In London all we had was one large room that served as kitchen + dining area + home office + living room, plus a separate small bedroom. In our new house we actually have multiple rooms. This is a novel experience, and one I will have to get used to. (We intend to fight it, though: the wall between the kitchen and the living room will come down soon.) This means that we suddenly need to think about what room we put things in.
We used to store bibs in a dresser with all the rest of Ingrid’s clothes. But the dresser is in the bedroom, which is at the other end of the house from the kitchen. So before every meal one of us would walk all the way to the other end of the house to get a bib for Ingrid. Until finally a light went on, and I moved the bibs from the dresser to the top kitchen drawer, next to the cutlery.
Parent hack #2: Use empty cereal boxes as drawing paper.

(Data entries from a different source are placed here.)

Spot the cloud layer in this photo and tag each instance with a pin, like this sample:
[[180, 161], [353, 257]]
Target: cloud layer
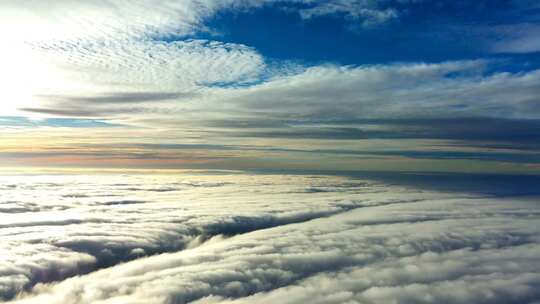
[[259, 238]]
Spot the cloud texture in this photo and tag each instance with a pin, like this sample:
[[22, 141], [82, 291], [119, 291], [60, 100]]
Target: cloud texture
[[259, 238]]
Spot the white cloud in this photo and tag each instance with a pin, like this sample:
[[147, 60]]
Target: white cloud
[[394, 245]]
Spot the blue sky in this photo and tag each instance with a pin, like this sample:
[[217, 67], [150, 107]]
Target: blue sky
[[290, 84]]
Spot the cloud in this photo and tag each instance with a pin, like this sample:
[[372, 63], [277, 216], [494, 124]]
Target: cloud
[[370, 13], [392, 244], [71, 225]]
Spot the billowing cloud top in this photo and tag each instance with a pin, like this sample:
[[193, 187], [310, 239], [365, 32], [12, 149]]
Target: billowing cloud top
[[221, 237]]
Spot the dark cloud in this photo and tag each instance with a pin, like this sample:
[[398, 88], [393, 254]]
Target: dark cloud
[[119, 98]]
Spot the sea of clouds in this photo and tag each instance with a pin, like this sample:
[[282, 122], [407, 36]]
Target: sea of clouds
[[230, 237]]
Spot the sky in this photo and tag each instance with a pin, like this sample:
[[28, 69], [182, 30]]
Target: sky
[[364, 85]]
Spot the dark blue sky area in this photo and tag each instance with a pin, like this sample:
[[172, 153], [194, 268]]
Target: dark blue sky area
[[429, 31]]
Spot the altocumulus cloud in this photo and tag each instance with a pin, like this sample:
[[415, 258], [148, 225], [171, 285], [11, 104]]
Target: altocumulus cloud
[[264, 238]]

Ingrid likes drawing. Actually mostly she likes to watch me draw, and occasionally she does some brief but energetic scribbling. We used an ordinary A4 pad of paper to begin with. But her scribbles often ended up outside the paper, or the paper got wrinkled by her vigorous actions, so I figured we needed something bigger. The only large piece of paper I could find was an empty box of HavreFras, that I split open and flattened. It keeps its shape a lot better than plain paper – not only during drawing but also when I fold it up and tuck it away between our drawing sessions. Now I keep all our cereal boxes, and sometimes find myself thinking that I should finish that cereal so I get a new box to draw on.
Parent hack #2b: Draw on a carpet.
Despite the larger surface, Ingrid’s scribbles still often veered dangerously close to the edge, and I had to scrub crayon marks from the floor. Then a few weeks after we’d moved we finally unpacked and unrolled the carpet, which covers most of the free floor area in the living room. Naturally we ended up sitting on the carpet and drawing on our cardboard box (something you couldn’t do with a plain sheet of paper). And I realised – crayons don’t leave any marks on a dark carpet! You’d have to really work hard to make a mark of any sort with a crayon on a soft carpet. As an added bonus, dropped crayons don’t roll as far on a carpet as they do on a bare floor.